The Fourth Circuit has treated Powell similarly. See United States v. Thomas, 900 F.2d 37, 40 (4th Cir. 1990). Other circuits have reached a like conclusion in dicta. See United States v. Velasquez, 885 F.2d 1076, 1091 n. 13 (3d Cir. 1989), cert. denied, 494 U.S. 1017, 110 S. Ct. 1321, 108 L. Ed. 2d 497 (1990); United States v. Garcia, 882 F.2d 699, 704-05 (2d Cir.), cert. denied, 493 U.S. 943, 110 S. Ct. 348, 107 L. Ed. 2d 336 (1989); United States v. Mancari, 875 F.2d 103, 104-07 (7th Cir. 1989); United States v. Dakins, 872 F.2d 1061, 1065-66 (D.C. Cir.), cert. denied, 493 U.S. 966, 110 S. Ct. 410, 107 L. Ed. 2d 375 (1989); Government of V.I. v. Hoheb, 777 F.2d 138, 142-43 (3d Cir. 1985) (Garth, J., concurring)

 3

In his supplemental brief on rehearing en banc, Zuniga-Salinas does not argue that the Herman line of cases should not be overruled. Instead, he asserts now, for the first time, that this case does not present the inconsistent-verdict problem at all.
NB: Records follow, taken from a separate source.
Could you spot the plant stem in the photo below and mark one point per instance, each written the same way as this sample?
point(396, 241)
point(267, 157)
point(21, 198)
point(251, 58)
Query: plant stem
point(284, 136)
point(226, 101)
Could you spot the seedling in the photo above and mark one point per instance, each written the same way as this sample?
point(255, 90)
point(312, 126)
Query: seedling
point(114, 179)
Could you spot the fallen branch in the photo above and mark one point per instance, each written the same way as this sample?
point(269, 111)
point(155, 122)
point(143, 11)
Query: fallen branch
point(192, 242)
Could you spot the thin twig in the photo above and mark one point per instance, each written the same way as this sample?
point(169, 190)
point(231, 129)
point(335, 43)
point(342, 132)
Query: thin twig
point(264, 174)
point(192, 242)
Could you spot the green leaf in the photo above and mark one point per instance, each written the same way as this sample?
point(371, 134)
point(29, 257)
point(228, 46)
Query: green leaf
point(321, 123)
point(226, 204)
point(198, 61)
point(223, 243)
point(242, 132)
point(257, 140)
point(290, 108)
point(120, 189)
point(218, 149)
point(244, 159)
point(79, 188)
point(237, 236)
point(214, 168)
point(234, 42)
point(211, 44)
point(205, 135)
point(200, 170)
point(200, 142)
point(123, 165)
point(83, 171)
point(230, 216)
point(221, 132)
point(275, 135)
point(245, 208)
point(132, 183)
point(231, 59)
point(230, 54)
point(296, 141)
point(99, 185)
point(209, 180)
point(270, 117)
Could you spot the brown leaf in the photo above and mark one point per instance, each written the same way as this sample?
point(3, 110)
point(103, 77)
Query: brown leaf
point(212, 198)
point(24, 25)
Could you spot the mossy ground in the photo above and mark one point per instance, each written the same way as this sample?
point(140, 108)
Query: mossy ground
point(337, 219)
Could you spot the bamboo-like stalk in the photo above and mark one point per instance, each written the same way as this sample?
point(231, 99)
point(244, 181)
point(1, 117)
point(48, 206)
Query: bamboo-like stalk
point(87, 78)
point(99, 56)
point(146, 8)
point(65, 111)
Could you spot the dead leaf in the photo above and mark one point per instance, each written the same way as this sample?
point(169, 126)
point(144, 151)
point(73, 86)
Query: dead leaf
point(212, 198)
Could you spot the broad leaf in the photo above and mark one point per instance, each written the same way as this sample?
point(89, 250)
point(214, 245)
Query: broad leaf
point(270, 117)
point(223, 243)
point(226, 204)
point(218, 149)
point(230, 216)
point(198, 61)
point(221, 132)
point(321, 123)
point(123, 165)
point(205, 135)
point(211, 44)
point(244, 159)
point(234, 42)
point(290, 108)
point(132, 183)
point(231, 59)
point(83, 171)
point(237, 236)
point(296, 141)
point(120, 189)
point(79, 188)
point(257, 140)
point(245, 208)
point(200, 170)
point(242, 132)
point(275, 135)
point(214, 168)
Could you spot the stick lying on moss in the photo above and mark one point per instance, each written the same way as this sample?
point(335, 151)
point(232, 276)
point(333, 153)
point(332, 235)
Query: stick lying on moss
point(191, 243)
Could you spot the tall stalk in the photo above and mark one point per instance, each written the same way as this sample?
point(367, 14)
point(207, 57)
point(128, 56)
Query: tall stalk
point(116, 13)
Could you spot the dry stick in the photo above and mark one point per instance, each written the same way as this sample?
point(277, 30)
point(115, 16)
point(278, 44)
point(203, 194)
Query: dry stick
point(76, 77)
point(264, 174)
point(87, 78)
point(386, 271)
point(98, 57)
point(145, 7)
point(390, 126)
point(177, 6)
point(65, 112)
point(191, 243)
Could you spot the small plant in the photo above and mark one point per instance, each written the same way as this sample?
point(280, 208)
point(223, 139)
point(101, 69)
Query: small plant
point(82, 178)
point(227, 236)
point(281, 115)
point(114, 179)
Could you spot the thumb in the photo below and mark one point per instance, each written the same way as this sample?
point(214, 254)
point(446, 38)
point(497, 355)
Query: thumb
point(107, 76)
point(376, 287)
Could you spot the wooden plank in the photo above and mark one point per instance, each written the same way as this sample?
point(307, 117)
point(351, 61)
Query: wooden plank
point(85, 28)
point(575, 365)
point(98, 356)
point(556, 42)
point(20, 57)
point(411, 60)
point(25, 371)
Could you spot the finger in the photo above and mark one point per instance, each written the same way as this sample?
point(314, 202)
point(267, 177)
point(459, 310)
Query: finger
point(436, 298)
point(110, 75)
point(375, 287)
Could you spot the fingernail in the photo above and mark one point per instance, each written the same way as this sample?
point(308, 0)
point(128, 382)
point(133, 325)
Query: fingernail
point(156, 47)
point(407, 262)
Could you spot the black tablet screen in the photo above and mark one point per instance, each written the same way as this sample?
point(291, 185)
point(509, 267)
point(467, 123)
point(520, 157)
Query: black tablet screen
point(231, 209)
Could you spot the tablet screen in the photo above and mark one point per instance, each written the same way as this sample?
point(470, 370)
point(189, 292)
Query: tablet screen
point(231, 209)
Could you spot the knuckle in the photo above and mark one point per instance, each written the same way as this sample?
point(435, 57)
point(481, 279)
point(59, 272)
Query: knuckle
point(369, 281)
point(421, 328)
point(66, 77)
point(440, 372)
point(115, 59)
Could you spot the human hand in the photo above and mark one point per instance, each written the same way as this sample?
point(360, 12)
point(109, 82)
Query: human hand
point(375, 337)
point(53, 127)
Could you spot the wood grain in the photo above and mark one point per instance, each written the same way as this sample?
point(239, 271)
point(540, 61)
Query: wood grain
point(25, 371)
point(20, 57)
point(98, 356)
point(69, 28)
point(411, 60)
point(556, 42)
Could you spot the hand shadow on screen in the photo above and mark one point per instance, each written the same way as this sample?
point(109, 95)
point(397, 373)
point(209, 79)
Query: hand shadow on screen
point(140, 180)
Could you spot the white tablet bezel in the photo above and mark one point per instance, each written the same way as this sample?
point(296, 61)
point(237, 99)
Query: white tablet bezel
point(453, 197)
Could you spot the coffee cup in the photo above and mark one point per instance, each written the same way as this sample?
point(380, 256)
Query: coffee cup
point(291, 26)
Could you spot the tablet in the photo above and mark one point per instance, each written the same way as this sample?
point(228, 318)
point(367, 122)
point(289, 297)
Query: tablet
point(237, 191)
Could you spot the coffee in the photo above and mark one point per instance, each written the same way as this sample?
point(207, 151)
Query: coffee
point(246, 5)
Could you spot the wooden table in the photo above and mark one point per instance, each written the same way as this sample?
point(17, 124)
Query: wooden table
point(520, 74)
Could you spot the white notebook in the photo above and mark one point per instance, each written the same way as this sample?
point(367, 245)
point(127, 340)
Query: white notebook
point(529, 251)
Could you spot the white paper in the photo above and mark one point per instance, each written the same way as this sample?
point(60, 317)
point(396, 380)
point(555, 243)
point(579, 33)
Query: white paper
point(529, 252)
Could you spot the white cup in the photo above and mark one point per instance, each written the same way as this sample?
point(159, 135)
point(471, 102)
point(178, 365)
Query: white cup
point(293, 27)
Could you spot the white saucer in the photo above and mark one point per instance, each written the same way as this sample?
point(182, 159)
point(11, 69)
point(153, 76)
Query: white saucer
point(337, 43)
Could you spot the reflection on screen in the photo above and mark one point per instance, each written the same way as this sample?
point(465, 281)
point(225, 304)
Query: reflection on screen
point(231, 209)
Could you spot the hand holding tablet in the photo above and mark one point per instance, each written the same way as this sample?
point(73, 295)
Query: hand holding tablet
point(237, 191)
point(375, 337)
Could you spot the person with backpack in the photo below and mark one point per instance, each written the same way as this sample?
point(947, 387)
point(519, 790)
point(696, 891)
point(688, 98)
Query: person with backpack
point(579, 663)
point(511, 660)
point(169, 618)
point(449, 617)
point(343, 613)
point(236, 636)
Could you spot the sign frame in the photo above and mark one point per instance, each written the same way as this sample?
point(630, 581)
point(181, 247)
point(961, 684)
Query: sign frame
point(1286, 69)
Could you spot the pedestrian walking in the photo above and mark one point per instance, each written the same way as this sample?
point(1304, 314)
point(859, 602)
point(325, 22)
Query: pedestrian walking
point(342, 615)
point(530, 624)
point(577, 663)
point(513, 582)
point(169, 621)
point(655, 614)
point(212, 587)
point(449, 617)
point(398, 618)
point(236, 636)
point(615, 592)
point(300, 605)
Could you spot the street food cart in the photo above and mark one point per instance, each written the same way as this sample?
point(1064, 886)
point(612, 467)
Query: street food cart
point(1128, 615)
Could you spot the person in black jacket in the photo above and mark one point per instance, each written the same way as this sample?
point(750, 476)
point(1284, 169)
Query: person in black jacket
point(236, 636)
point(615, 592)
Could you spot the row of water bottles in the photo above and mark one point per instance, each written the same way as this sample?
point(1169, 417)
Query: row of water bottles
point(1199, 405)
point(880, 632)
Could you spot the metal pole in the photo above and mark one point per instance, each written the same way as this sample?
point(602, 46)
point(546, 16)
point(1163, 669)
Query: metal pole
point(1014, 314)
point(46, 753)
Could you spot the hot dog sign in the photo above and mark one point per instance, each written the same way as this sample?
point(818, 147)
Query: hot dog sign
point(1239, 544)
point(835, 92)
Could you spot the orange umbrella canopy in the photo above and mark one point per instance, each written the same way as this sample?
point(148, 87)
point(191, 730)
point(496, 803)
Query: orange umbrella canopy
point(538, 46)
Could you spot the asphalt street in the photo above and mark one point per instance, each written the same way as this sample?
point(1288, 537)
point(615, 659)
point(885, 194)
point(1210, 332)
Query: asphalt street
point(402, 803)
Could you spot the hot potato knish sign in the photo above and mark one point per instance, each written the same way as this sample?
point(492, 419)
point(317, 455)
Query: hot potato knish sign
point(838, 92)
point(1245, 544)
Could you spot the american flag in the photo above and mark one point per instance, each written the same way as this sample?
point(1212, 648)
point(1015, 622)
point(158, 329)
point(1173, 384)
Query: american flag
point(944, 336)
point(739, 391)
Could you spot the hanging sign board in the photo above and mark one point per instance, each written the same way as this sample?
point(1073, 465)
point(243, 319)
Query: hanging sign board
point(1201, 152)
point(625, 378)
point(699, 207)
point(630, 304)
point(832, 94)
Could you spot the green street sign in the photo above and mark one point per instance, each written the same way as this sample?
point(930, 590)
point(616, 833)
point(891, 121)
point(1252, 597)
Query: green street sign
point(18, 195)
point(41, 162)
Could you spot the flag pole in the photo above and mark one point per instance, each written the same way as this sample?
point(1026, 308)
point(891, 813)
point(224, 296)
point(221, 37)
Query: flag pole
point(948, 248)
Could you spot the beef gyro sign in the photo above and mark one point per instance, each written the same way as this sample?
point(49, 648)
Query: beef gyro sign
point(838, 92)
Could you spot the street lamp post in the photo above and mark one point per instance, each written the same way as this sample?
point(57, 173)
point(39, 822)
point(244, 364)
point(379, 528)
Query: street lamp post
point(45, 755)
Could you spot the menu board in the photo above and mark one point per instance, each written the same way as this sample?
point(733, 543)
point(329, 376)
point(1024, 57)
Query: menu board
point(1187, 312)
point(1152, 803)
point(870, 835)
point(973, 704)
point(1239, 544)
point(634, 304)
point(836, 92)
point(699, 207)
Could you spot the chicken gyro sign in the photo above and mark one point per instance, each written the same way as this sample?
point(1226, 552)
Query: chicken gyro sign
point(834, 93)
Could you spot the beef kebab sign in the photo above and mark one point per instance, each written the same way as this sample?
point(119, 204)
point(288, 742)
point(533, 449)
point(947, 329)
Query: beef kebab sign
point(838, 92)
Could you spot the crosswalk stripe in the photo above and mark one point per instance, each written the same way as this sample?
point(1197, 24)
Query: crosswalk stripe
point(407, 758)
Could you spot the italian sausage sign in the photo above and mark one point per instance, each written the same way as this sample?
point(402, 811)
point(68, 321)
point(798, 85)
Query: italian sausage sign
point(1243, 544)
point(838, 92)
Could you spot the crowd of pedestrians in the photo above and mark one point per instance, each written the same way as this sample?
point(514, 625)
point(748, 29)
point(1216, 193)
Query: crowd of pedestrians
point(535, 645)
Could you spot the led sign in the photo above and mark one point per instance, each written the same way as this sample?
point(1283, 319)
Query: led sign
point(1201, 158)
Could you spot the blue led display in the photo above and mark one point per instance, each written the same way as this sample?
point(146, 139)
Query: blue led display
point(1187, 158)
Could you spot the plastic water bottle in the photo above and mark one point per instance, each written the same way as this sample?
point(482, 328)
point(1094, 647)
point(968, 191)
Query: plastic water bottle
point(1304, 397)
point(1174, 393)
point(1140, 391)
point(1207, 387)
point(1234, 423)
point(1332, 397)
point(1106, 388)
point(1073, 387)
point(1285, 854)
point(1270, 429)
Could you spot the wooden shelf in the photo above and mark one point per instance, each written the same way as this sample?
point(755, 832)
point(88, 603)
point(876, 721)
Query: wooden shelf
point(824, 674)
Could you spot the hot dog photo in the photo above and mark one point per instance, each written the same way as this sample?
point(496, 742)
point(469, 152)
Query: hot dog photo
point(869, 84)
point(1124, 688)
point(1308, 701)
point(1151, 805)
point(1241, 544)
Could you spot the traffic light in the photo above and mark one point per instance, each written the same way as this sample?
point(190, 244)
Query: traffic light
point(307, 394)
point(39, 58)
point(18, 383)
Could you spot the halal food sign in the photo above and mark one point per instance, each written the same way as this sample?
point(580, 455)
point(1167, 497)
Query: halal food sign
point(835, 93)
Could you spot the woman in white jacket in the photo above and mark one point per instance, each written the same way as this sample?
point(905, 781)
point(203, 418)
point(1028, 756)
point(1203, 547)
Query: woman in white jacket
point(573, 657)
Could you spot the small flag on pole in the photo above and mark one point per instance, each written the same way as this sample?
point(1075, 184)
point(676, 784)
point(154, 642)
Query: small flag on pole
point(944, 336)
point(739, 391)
The reason given is that Zuniga-Salinas was charged with conspiring with Olvera-Garcia and "persons unknown" and that, as the jury acquitted Olvera-Garcia, it must have found that Zuniga-Salinas conspired with the unnamed persons, a verdict not inconsistent with the acquittal of Olvera-Garcia. Zuniga-Salinas then reasons that, as the district court and the government now agree that there was insufficient evidence of a conspiracy with such unknown persons, his conviction must be reversed

We disagree with Zuniga-Salinas's claim that the inconsistent-verdict issue is not implicated here. There was, in fact, no evidence of involvement by "persons unknown." Thus, by any measure, there is insufficient evidence from which a jury could conclude that Zuniga-Salinas conspired with such persons. Although Olvera-Garcia was acquitted, there was evidence from which a jury reasonably could have found, beyond a reasonable doubt, that Olvera-Garcia conspired with Zuniga-Salinas. Accordingly, the verdict is inconsistent as to the only co-conspirator as to whom there was sufficient evidence of conspiracy. If the evidence is insufficient as to any and all co-conspirators (named and unnamed), there is, by definition, insufficient proof of conspiracy.